Divisibility of characteristic polynomial

Question

I've been trying to complete the following problem, but I just can't think of any ideas.

If $\mathcal{L}$ is a linear operator on vector space $V$, where $dimV=n$ and $dim(rang(L))=k$, prove that characteristic polynomial of $\mathcal{L}$, $f_{\mathcal{L}}(\lambda)$ is divisible by $\lambda^{n-k}$.

The only thing I know is that $dim(Ker(\mathcal{L}))=n-k$, but couldn't come up with anything to do with that fact. Could we say, that $dim(Ker(\mathcal{L}-\lambda\mathcal{E}))=dim(Ker(\mathcal{L}))=n-k$, which would then lead us to the proof? Any hints will be appreciated.

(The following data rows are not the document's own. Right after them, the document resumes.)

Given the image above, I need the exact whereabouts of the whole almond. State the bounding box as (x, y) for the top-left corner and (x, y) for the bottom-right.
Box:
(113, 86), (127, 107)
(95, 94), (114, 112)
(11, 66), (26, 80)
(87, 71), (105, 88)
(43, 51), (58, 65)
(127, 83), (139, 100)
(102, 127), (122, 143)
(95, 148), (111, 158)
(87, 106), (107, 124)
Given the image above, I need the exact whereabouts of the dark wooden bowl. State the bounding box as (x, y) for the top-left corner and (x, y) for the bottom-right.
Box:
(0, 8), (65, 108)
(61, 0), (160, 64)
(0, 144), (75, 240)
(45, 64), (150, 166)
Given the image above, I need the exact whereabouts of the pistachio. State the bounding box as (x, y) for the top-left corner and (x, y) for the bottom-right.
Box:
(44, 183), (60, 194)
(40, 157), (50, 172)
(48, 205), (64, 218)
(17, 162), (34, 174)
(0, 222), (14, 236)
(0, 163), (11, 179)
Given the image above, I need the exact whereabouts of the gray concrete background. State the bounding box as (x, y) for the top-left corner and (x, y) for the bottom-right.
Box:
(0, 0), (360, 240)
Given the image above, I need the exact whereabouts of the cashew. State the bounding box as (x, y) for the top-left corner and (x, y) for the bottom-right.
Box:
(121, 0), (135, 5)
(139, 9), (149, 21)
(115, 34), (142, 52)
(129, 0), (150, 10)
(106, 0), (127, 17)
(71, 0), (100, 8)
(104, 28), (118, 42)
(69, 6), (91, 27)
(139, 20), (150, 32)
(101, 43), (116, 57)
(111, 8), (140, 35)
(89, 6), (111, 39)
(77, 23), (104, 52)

On the other hand let's say this can be shown (I'm guessing it can). Would you mind giving me an example of such linear operator, preferably just a matrix of one? I really haven't encountered a lot of examples where there is $\lambda=0$ as eigenvalue, with algebraic multiplicity of $n-k$.

Answer 1

You already have your answer, just use a base fitting with a decomposition $E = \ker L \oplus F$, then try to look what the matrix will look like in this base, this gives you an immediate answer.
Another possibility is that the geometric multiplicity of $0$ (here $\dim \ker L = n-k$) is always smaller than the algebraic one which means the multiplicity of $0$ in your characteristic polynomial.

If you want a definition, let $\lambda \in \text{Sp}(u)$, we define $m_g(\lambda) = \dim E_\lambda$ the geometric multiplicity and $m_a (\lambda) $ the algebraic multiplicity as the multiplicity of $\lambda$ as a root of $\chi_u$.